Proactive cyber risk platform developed to defend UK military systems
Computer scientists from the University of Southampton have collaborated with incident modelling solutions provider Riskaware to help defend UK military systems and networks from rapidly growing cyber threats.
The research partnership has produced CyberAware Predict, which takes a proactive approach to minimise risk and mitigate the impact of future cyber attacks.
Researchers from Southampton's Cyber Security Research Group have advanced the capability as part of a ÃÂ£1m innovation funding round from the UK's Defence and Security Accelerator (DASA).
Dr Leonardo Aniello, Southampton project lead, says: "In today's cyber threat landscape, attacks are becoming increasingly sophisticated and can develop over many consecutive stages, from reconnaissance to first intrusion, from privilege escalation to data exfiltration.
"CyberAware Predict aims to protect an IT defence infrastructure in a proactive way: by anticipating how and where cyber-attacks can target the infrastructure, and how they can evolve over time, the platform can help operators develop a more precise cyber risk awareness and take appropriate countermeasures in advance."

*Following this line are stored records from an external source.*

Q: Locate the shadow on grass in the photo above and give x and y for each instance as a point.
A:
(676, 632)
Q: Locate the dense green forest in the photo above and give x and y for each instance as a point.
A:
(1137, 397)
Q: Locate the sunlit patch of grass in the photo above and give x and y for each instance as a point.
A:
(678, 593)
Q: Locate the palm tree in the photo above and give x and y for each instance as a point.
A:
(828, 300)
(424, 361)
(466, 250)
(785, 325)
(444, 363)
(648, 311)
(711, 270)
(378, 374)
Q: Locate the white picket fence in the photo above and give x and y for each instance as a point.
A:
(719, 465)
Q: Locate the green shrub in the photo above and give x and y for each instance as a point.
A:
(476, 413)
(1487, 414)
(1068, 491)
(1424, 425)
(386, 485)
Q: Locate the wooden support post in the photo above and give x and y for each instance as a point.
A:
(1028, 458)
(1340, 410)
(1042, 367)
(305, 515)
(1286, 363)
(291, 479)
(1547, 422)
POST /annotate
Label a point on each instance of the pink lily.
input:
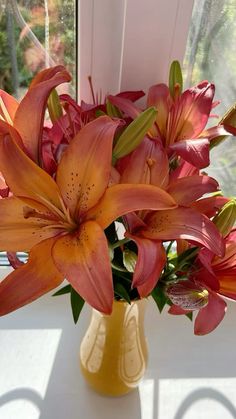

Southampton researchers shared expertise in cyber security and machine learning to enable the system to make predictions about the likely next steps of an evolving cyber attack against the monitored IT defence infrastructure.
Dr Aniello adds: "As UK defence assets become increasingly integrated with and reliant on the cyber space, the need arises to protect defence IT infrastructures from cyber attacks to ensure security and continuity of critical operations. In this context, the capability to predict cyber threats in advance is a key enabler and presents a competitive advantage. After land, sea, air and space, cyberspace has become the new battlefield."
Riskaware's CyberAware platform includes visual analytics that enable organisations to understand and communicate current cyber risk, given analysis of real network vulnerabilities through cyber attack prediction and simulation.
The aim is to help organisations identify how critical assets might be impacted by cyber attacks, and ultimately facilitate the design of cost-effective cyber security controls that reduce cyber risk to acceptable levels.
This new predictive capability relies on machine learning techniques that seamlessly integrates existing software tools and cyber threat intelligence (CTI) knowledge bases.